Punitive immigration policies create public health issues affecting entire communities, two advocacy groups say in a new report focusing on families in Texas’ Rio Grande Valley.
Human Impact Partners, whose aim is to apply public health principles to policy questions, and La Unión Del Pueblo Entero, a community-based organization of immigrants in the Valley, wanted “to show how these policies impact individual, family and community well-being,” said Jonathan Heller, a co-director of Human Impact. The report is being released today.
Researchers surveyed 212 residents affected by the immigration system and conducted three focus groups. They also interviewed local medical, education and business professionals and used statistics from U.S. Immigration and Customs Enforcement to estimate the number of people in the region who are touched by the immigration system.
They estimate that approximately 1,800 U.S.-born children in the Rio Grande Valley had a parent deported by immigration officials in fiscal year 2017, Heller said.
Of the undocumented parents surveyed:
- 29 percent reported that their children experienced serious stress because of a parent’s immigration status and more than half said their children feared they would be deported;
- 19 percent reported that their children exhibited symptoms of post-traumatic stress disorder (PTSD), about four times higher than the prevalence of that disorder in the general U.S. population, and
- 40 percent said their children exhibited school avoidance, as did 30 percent of immigrant parents with protected status and 20 percent of those who are U.S. citizens.
Fear of deportation causes direct stress for entire families that affects mental and physical health. Children experiencing serious anxiety and PTSD symptoms are familiar to anyone who works with immigrant families, said Rachel Osborn, a social worker in Washington, D.C. She is senior clinical manager of the School Based Mental Health Program at Mary’s Center for Maternal and Child Care, which has locations in both Washington and Maryland.
“It manifests in all sorts of ways: difficulty focusing in class, low motivation, gastric complaints, even anxiety attacks,” Osborn said. “I remember clearly a child clinging to her mother, not wanting to go into the school building because she was afraid her mom would be deported while she was at school.”
Advocates hope for change in local laws
In the context of defending immigrants against deportation, those stresses on children who are U.S. citizens are not only familiar but become the facts arguing for the parent’s release, said Carrie Chavez Thompson, a managing attorney at the Refugee and Immigrant Center for Education and Legal Services, a nonprofit organization that provides legal assistance to immigrant families in south Texas.

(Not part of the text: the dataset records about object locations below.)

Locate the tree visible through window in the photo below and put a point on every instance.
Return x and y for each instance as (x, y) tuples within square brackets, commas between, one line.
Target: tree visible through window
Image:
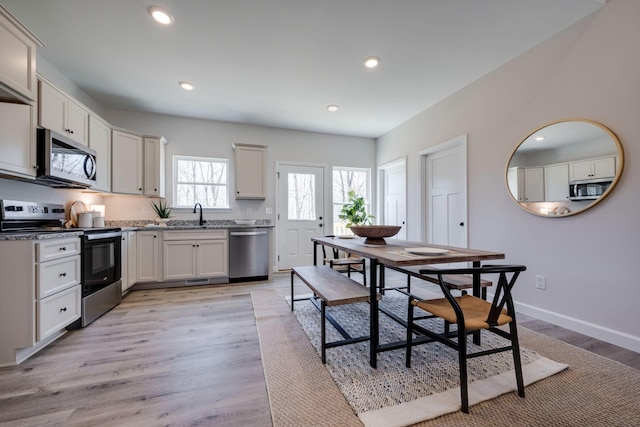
[(302, 194), (344, 180), (201, 180)]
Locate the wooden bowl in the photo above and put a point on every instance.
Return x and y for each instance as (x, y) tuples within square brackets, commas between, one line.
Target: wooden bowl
[(375, 234)]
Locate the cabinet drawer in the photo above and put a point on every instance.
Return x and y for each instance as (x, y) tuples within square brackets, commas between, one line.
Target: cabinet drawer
[(58, 311), (57, 248), (194, 234), (55, 276)]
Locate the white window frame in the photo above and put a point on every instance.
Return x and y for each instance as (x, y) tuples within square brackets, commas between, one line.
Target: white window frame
[(227, 185), (367, 197)]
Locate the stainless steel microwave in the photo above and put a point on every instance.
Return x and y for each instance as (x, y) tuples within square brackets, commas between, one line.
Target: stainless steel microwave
[(64, 163), (588, 189)]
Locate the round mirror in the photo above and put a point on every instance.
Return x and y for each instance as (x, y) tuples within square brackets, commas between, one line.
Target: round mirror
[(564, 168)]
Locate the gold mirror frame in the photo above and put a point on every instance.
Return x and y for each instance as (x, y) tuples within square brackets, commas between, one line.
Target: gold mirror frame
[(564, 138)]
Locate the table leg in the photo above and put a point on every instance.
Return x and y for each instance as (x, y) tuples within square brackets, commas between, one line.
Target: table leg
[(477, 292), (373, 306), (315, 253)]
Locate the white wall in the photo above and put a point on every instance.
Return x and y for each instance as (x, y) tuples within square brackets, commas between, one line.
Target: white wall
[(591, 70), (195, 137)]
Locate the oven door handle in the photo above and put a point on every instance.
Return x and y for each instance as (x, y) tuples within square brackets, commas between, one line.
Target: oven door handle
[(100, 236)]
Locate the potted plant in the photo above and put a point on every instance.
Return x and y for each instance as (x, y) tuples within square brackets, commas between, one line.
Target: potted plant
[(359, 221), (354, 212), (163, 211)]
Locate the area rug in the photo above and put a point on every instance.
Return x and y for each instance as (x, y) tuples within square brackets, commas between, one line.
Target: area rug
[(394, 395)]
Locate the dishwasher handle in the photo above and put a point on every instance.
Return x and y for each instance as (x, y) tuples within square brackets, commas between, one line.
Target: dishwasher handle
[(248, 233)]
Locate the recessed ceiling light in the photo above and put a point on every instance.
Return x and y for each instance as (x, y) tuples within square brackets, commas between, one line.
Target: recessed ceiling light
[(186, 85), (160, 15), (371, 62)]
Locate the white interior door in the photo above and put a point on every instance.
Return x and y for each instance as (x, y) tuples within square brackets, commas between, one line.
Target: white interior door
[(447, 196), (300, 214), (394, 196)]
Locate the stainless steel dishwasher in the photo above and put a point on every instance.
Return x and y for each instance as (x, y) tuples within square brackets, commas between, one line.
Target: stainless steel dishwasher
[(248, 254)]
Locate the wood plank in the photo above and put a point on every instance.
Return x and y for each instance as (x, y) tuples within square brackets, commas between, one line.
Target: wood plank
[(331, 286)]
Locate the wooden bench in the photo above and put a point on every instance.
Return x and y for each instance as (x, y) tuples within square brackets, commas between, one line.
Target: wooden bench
[(330, 288), (459, 282)]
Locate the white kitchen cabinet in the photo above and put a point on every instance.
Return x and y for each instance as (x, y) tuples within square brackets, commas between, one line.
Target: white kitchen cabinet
[(190, 254), (126, 163), (556, 183), (41, 294), (250, 171), (17, 140), (100, 141), (62, 114), (154, 166), (132, 267), (17, 61), (148, 256), (592, 169), (526, 184)]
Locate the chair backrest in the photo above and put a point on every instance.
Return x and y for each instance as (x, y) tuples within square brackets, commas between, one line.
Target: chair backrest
[(507, 276), (335, 251)]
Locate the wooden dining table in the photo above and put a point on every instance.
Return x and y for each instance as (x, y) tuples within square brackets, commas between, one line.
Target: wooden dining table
[(398, 254)]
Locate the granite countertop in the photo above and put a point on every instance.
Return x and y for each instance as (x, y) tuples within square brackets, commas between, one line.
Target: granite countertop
[(137, 225)]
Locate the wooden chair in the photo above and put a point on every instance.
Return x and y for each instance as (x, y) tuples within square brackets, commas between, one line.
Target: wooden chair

“You see children with extreme anxiety,” she said, “kids as young as 3 or 4 with the understanding that there is something massively wrong in their home because someone could go missing at any time.”
This does not only affect the children of undocumented immigrants, Heller said, as “little kids don’t understand immigration status and they see it everywhere around them.”
“This affects the physical health and mental health of pretty much everybody in the Rio Grande Valley,” he said.
Immigration policy has another direct health impact because immigrant families who cannot pass through immigration checkpoints are unable to travel to access health care.
“One thing I learned that I had not known about is that there are these checkpoints that are not on the border but far from the border, and people living between the border and those checkpoints are trapped,” Heller said. “If they are sick or if their kids are sick, they can’t get to a hospital.”
The advocates hope that seeing the impact on the whole community could make local jurisdictions change their policies about how their law enforcement officers interact with immigrants, he said. “There are choices they can make that would be improving the health and well-being of their communities,” he said. “There is some leeway in what they have to do and what they can do.”
Thompson agreed that showing the effect of immigration policy on the whole community could be useful.
“If young people are unable to reach their potential or are handicapped by mental health issues in the long run it becomes an economic issue,” she said. “You are going to have people who are less able to engage in the community, to work, who may have long-term disability and it’s going to be economically detrimental for us as a community.”